Glasgow & West Scotland

Vale of Leven C.diff probe: Shortage of wash basins

Vale of Leven Hospital
Image caption A total of 55 patients were infected by the bug at the Vale of Leven Hospital

An inquiry into Scotland's worst Clostridium difficile (C.diff) outbreak has heard about cleaning and storing shortages at the affected hospital.

A minute of a sisters' meeting in May 2008 noted there was not enough hand wash basins and storage units at the Vale of Leven Hospital in Alexandria.

A total of 55 patients developed the bug and 18 died at the hospital between December 2007 and June 2008.

C.diff was blamed for nine deaths and was a contributory factor in nine more.

The inquiry into the outbreak was shown minutes from a number of ward sisters' meetings at the hospital in 2008.

C.diff increase

Under the heading "Infection Control", a minute of a sisters' meeting in May 2008 said: "JH noticed a shortage of hand wash basins and storage units."

On Wednesday, Sister Lesley Fox told the inquiry that she had enough hand wash basins on her ward, ward six, and her staff would not have to walk far to use one.

On Thursday, while giving evidence for a third day, she said she did not have a shortage of basins but claimed in June 2008 she was made aware of the aim to have one hand wash basin to four beds.

Image caption C.diff was blamed for nine deaths at the Vale of Leven Hospital

Another 2008 meeting entry noted: "Helen O'Neill advised that there has been an increase in C.diff: eight in total; three have been attributed to the Vale of Leven Hospital, three patients have died.
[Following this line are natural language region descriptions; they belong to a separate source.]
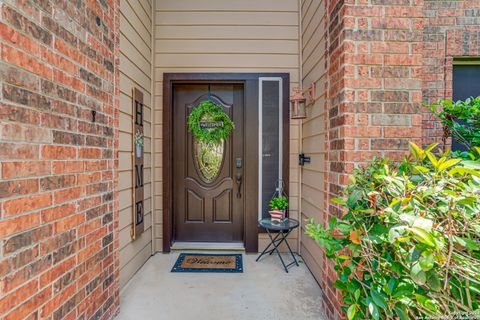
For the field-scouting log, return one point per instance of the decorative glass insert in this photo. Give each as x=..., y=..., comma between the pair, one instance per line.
x=209, y=159
x=270, y=140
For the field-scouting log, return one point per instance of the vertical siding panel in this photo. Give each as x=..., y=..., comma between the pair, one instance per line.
x=313, y=128
x=135, y=71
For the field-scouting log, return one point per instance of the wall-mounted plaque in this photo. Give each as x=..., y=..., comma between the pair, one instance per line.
x=138, y=210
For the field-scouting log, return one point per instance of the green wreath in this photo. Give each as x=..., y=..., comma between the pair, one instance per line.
x=209, y=112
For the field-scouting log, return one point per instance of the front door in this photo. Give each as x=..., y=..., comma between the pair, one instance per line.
x=208, y=197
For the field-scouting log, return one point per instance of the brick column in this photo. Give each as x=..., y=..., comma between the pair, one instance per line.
x=374, y=97
x=58, y=169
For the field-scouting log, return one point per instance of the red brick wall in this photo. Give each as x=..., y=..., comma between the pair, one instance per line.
x=58, y=199
x=374, y=92
x=452, y=29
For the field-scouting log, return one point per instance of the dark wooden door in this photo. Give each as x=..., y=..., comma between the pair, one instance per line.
x=208, y=200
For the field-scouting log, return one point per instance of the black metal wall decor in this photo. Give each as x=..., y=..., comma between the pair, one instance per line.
x=138, y=210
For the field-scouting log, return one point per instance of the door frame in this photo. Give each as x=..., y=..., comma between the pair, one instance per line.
x=251, y=90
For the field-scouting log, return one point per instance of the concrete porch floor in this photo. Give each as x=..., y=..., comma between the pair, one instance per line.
x=263, y=291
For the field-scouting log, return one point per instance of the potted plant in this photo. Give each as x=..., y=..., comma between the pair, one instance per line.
x=278, y=206
x=138, y=144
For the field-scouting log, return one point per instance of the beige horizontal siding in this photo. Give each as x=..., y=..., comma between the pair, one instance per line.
x=313, y=128
x=224, y=36
x=135, y=71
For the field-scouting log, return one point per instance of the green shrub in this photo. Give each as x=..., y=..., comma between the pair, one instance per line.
x=408, y=245
x=460, y=119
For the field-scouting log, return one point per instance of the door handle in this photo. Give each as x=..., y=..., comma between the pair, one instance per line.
x=239, y=185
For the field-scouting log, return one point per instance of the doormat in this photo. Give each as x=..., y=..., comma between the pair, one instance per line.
x=197, y=262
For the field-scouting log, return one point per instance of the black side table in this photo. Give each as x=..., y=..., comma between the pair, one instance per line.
x=284, y=228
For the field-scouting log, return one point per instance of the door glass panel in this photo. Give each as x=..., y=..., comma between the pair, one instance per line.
x=209, y=159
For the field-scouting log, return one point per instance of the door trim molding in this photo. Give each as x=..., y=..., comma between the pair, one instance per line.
x=250, y=81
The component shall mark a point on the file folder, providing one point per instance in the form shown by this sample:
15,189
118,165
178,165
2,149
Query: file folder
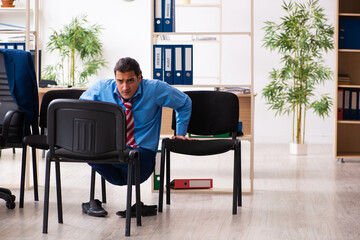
169,15
158,15
168,64
349,33
340,103
353,105
346,115
188,64
158,62
191,183
20,46
178,65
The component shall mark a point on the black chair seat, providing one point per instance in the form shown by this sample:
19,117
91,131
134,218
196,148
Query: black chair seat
37,141
199,147
70,156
"Ward F will be visited by Infection Control to provide a terminal clean."

Minutes from a sisters' meeting in June 2008 also stated some of the wards at the hospital would be reconfigured.
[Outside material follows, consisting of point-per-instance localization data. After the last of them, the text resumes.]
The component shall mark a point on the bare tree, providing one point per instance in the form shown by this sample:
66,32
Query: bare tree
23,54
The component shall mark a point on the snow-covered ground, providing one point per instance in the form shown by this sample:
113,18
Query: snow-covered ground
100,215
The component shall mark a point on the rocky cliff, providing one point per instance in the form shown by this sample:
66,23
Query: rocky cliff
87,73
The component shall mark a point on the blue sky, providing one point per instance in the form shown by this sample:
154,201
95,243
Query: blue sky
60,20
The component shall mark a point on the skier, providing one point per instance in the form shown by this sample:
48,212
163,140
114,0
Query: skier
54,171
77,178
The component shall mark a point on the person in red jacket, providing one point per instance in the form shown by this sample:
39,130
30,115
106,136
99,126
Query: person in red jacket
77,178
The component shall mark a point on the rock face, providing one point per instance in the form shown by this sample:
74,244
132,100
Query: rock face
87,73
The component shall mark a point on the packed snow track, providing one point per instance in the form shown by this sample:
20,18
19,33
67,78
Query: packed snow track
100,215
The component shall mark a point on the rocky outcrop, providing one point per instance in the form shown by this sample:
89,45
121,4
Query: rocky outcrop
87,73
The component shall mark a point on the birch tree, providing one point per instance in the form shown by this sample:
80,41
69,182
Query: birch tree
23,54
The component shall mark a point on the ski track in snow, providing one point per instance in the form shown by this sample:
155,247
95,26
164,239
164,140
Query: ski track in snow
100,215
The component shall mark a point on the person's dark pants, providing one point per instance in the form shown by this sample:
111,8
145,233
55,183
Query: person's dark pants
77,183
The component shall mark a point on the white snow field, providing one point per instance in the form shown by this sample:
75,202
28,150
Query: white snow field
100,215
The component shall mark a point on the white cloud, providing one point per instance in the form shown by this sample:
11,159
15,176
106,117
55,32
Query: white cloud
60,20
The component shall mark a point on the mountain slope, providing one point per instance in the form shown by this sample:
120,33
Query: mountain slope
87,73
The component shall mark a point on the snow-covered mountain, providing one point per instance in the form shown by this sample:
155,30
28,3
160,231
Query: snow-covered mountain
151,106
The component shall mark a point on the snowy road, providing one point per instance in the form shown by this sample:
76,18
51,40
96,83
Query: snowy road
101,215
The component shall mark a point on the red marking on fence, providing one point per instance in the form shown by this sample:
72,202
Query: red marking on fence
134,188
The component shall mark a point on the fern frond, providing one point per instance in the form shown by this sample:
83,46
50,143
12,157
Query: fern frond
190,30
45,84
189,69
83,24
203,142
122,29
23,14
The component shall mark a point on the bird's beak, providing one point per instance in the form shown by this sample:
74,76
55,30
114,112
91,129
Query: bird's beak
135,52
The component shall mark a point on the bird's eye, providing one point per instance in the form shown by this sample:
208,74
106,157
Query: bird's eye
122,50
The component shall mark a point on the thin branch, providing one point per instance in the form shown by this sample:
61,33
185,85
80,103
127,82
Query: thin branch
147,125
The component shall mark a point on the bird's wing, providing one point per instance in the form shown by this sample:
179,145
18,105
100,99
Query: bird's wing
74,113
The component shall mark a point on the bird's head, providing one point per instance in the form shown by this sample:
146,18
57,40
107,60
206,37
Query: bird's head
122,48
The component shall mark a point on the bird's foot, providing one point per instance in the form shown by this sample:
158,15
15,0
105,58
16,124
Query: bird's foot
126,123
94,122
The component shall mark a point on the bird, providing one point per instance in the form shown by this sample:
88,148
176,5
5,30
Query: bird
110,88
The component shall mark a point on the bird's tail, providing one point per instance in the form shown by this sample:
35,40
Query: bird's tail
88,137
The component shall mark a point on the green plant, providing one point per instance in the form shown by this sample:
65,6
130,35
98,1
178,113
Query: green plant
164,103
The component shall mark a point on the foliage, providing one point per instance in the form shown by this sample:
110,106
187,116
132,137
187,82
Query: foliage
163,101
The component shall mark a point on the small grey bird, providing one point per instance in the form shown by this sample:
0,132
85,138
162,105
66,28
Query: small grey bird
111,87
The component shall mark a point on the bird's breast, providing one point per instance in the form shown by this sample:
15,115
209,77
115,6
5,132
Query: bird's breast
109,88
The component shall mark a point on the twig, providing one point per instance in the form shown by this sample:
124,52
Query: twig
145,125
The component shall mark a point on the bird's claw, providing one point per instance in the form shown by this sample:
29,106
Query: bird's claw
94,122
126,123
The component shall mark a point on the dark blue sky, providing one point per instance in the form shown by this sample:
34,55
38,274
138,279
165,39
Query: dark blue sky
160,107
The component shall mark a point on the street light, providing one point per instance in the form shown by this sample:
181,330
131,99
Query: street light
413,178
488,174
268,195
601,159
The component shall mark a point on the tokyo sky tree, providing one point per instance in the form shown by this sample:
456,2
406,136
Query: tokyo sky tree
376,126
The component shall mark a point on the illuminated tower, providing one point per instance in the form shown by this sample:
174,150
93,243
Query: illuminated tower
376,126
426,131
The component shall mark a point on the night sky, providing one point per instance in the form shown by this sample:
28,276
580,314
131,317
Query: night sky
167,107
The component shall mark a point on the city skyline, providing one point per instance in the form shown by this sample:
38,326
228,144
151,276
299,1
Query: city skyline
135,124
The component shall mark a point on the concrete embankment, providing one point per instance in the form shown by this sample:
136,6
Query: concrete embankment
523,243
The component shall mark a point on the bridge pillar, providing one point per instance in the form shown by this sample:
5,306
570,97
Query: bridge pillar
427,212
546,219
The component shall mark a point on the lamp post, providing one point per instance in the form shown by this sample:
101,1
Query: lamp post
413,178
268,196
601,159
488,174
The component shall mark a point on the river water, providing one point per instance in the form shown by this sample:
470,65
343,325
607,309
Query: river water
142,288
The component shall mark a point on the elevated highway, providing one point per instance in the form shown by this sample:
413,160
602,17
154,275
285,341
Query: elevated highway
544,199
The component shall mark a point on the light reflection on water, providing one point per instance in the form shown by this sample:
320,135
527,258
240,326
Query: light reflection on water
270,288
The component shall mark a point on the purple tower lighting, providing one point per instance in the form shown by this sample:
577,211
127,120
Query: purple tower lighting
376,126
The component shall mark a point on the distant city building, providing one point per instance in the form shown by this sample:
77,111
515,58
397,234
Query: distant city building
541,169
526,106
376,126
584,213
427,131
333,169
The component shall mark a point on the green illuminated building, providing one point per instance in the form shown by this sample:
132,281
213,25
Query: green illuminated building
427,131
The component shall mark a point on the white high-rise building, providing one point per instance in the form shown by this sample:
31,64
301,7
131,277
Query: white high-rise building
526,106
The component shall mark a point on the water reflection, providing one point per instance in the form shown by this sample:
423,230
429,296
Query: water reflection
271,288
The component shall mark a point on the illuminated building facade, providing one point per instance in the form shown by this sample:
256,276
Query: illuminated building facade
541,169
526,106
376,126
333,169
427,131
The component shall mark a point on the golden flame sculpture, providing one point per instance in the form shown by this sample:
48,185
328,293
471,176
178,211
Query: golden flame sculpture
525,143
When asked about why changes were being introduced, Sister Fox said: "It was as a result of many visits to the wards by the infection control team."

She said one of the reasons for changes was the rules for the distances set between bed spaces could not be applied on all wards.

Sister Fox was responsible for a ward where a number of women tested positive for C.diff in 2007 and 2008. Some of those patients later died.

The inquiry, which is chaired by retired judge Lord MacLean, started in June last year at the Community Central Halls in Maryhill, Glasgow.

This section of hearings is due to run until 15 September.

A final report and recommendations are expected to be published by September 2012.